Kernel vs Periphery model

  • Kernel: The stateful core of the protocol — responsible for maintaining canonical data such as liquidity states, bonding curves, positions, and accounting.
  • Periphery: The stateless action layer — a collection of modular “action boxes” that interact with the Kernel by constructing and sending messages (transactions). Periphery modules handle user interactions such as swaps, adding/removing liquidity.

Why stateless design matters

Traditional DeFi protocols tightly couple state and execution logic, making upgrades risky and integrations complex.
  • Interoperability - Simplifies cross-chain message passing — only actions, not state, travel between chains.
  • Scalability - Periphery actions can be deployed or scaled independently of Kernel state.
Most existing multichain protocols replicate entire state machines across chains — each chain maintains its own pools, liquidity, and accounting. While this design simplifies deployment, it fragments state, splits liquidity, and complicates synchronization. The Kernel–Periphery model solves this by consolidating all canonical state into a single Kernel, while Peripheries act as lightweight action relayers on any chain or execution environment.

Comparisons to traditional multichain

Most existing multichain protocols replicate entire state machines across chains — each chain maintains its own pools, liquidity, and accounting. While this design simplifies deployment, it fragments state, splits liquidity, and complicates synchronization.

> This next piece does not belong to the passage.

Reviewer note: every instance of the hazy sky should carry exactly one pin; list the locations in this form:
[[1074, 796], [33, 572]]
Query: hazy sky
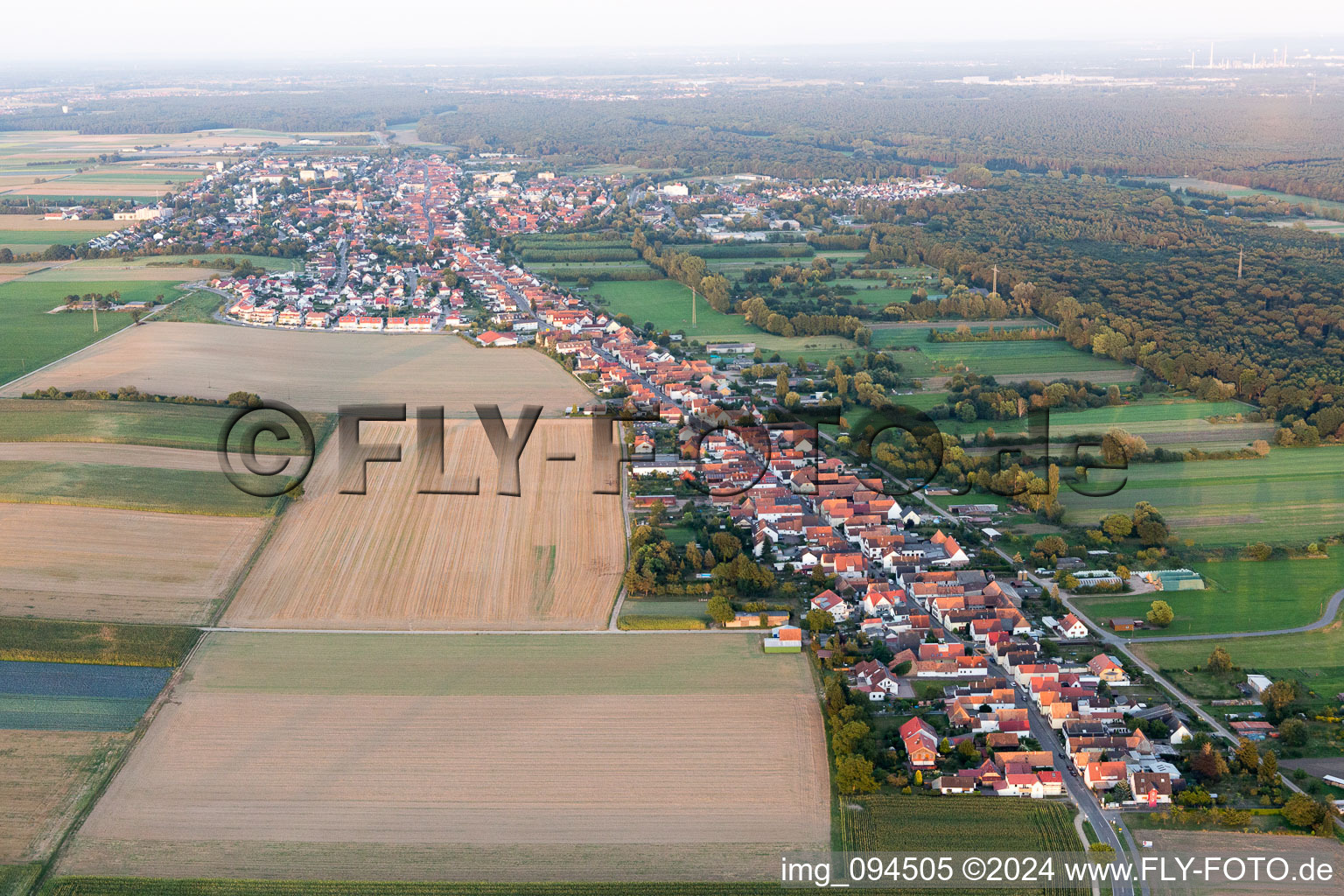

The Kernel–Periphery model solves this by consolidating all canonical state into a single Kernel, while Peripheries act as lightweight action relayers on any chain or execution environment.

Unified Liquidity Layer

In traditional multichain deployments, liquidity is replicated — e.g., USDC-ETH pools exist separately on Chain A, Chain B, and Chain C. Each has its own reserves and bonding curve, leading to:
  • Thin depth per pool
  • Inefficient capital use
  • Cross-chain price discrepancies
By contrast, a Kernel state architecture aggregates all liquidity into a single global pool:
  • The bonding curve, tick data, and fee accounting live in the Kernel.
  • Any Periphery (on any chain) can route liquidity to that same state.
This creates a shared liquidity surface — every participant contributes to and benefits from the same pool, regardless of where the transaction originates.

Consistent Pricing Across Chains

Because the Kernel holds the canonical bonding curve, all price calculations reference the same state snapshot. This eliminates chain-level price drift and reduces arbitrage inefficiency.

Higher Capital Efficiency

  • Liquidity is aggregated, not siloed.
  • LPs earn yield from global trade volume, not just local activity.
  • The same TVL supports cross-chain flow without needing redundant pools.

Frictionless Cross-Chain Interaction

Since Peripheries are stateless, a transaction initiated on any chain only needs to relay an action message — not mirror or replicate state. Liquidity effectively becomes omnichain, managed by a single, coherent Kernel.